Mr. Bailey, part of a 109-member triplets group in Schaumburg (one of 11 triplet groups in Illinois), spearheaded the move for a parental-choice bill when he was first told that he could not keep his two daughters and a son in the same class.

That Illinois bill was defeated in its original form, in part, because various factions said it would leave parents of multiples with greater rights than others. When Representative Paul Froelich, who supported it, modified his proposal so that it merely advised schools to take the wishes of parents into account, the Illinois Association of School Boards agreed not to fight it, Mr. Froelich said.
Sarasunmoonstars75 on April 2nd, 2006 11:34 am (UTC)
Rather than submit to school mandates, some parents in extreme cases, have pursued educational alternatives. After variously winning and losing the struggle to keep her identical twins, now 14, together from 5 to 10, Catherine Musick, of Williamstown, N.J., finally decided to home school them. She recalls that after a successful year in the same third-grade class, the boys were separated in the fourth. One son, Ryan, did well academically, she said, while the other, Timothy, floundered.

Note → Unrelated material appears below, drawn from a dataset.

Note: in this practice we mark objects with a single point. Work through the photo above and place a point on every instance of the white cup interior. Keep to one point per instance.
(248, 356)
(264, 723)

"Timothy started biting his knuckles until they bled," Ms. Musick said. "Ryan felt terrible for his brother. Timothy watched his brother stay with their third-grade teacher and excel while he suffered."

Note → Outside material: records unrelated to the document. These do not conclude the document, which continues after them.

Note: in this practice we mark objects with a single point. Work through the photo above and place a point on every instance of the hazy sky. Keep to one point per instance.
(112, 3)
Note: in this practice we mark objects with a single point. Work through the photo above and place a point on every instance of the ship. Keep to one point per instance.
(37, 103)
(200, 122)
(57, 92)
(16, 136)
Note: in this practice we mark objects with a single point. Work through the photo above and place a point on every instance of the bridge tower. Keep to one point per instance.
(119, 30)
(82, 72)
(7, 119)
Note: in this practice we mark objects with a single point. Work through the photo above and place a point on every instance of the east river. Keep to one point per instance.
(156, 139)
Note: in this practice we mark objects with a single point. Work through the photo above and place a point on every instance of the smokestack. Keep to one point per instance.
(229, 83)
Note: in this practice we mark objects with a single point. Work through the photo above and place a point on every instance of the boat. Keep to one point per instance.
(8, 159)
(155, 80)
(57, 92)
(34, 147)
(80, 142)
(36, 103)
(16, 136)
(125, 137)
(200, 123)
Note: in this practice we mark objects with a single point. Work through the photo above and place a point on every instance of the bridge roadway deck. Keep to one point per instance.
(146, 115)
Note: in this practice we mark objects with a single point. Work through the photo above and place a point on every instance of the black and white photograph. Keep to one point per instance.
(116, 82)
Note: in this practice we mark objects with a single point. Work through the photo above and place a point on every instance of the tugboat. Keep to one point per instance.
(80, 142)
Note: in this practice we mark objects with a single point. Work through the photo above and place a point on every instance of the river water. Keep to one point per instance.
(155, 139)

In some instances, especially with triplets or quadruplets, parents concede that keeping children together simply eases the pressures of maintaining a reasonably organized household. The mother of 7-year-old quadruplet girls, Gabriella Mackin pulled her children out of a public school in Houston when the school refused to place them in the same class, transferring the girls to a Catholic school.

"This isn't for them so much as it is for me," Ms. Mackin said. "I also have a 5-year-old son, and I work full time. When you have four or five different teachers with four or five sets of homework, all for children too young to do the homework on their own, it's impossible."

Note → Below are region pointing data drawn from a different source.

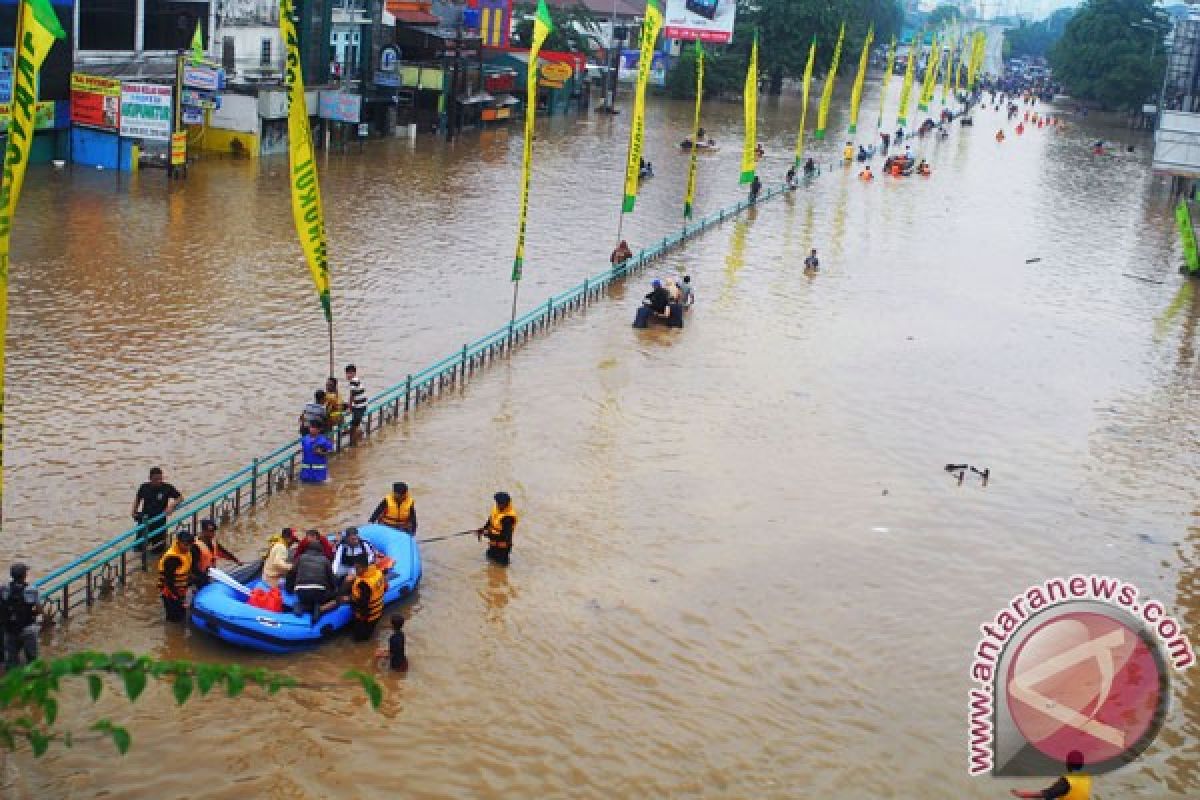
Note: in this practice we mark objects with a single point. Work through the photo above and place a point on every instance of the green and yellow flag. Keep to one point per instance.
(982, 49)
(949, 62)
(827, 91)
(804, 101)
(541, 28)
(927, 88)
(651, 26)
(197, 44)
(306, 206)
(37, 26)
(750, 107)
(690, 197)
(887, 79)
(910, 71)
(1188, 236)
(958, 68)
(856, 94)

Of course, there are legions of parents happy to keep their twins, triplets or quadruplets separated because they do not want their children's strengths and weaknesses so explicitly measured against one another day in, day out. As her twin girls approached school age, Miriam Schneider, president of the Manhattan Mothers of Twins club, became convinced that her children should be placed in different classrooms.

"They have different skills, and we didn't want them constantly compared," Ms. Schneider said. The girls had been kept together during pre-school. When kindergarten came and they were separated, Ms. Schneider found they related more harmoniously in the evening than they had before.

"When they were together all day, they fought too much at home," she said. "They were like two old married women."